We consider how a signalling system can act as an information hub by multiplexing information arising from multiple signals. We formally define multiplexing, mathematically characterise which systems can multiplex and how well they can do it. While the results of this paper are theoretical, to motivate the idea of multiplexing, we provide experimental evidence that tentatively suggests that the NF-κB transcription factor can multiplex information about changes in multiple signals. We believe that our theoretical results may resolve the apparent paradox of how a system like NF-κB that regulates cell fate and inflammatory signalling in response to diverse stimuli can appear to have the low information carrying capacity suggested by recent studies on scalar signals.

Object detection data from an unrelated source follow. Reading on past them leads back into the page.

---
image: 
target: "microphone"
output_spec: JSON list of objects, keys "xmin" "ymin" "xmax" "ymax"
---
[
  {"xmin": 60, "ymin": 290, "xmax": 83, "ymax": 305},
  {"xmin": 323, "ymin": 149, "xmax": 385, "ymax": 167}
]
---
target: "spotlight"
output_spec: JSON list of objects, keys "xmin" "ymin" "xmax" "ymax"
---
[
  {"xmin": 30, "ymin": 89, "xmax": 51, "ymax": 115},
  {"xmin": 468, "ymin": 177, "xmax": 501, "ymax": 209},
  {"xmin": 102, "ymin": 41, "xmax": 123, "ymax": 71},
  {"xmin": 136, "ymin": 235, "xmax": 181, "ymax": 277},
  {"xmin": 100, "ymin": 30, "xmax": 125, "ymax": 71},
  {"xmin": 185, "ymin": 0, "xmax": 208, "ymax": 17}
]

In carrying out our study, we introduce new methods for the analysis of large, nonlinear stochastic dynamic models, and develop computational algorithms that facilitate the calculation of fundamental constructs of information theory such as Kullback–Leibler divergences and sensitivity matrices, and link these methods to a new theory about multiplexing information. We show that many current models such as those of the NF-κB system cannot multiplex effectively and provide models that overcome this limitation using post-transcriptional modifications. Cells use signalling systems to pass on information arising from their ever-changing environment to their processing units. These biochemical networks regulate the transmission of multiple signals within the noisy and complex cellular environment, controlling whether to turn on or off processes of cell defence, death, division, and others. The question of how they actually achieve that becomes particularly critical given that many diseases occur when signalling systems malfunction. In this paper, we develop methodology and computational tools for simulating, measuring and analysing the ability of signalling systems to transmit multi-dimensional signals. We specifically focus on the capacity of signalling systems to simultaneously transmit multiple signals, such as temperature changes, presence and concentration of cytokines, viral and bacterial pathogens or drugs, through a single noisy, dynamic signalling system. We argue that a signalling system can act as an information hub, sending information in a multiplexed fashion rather similar to the way in which telecommunications networks send multiple signals over a shared medium by combining them into one.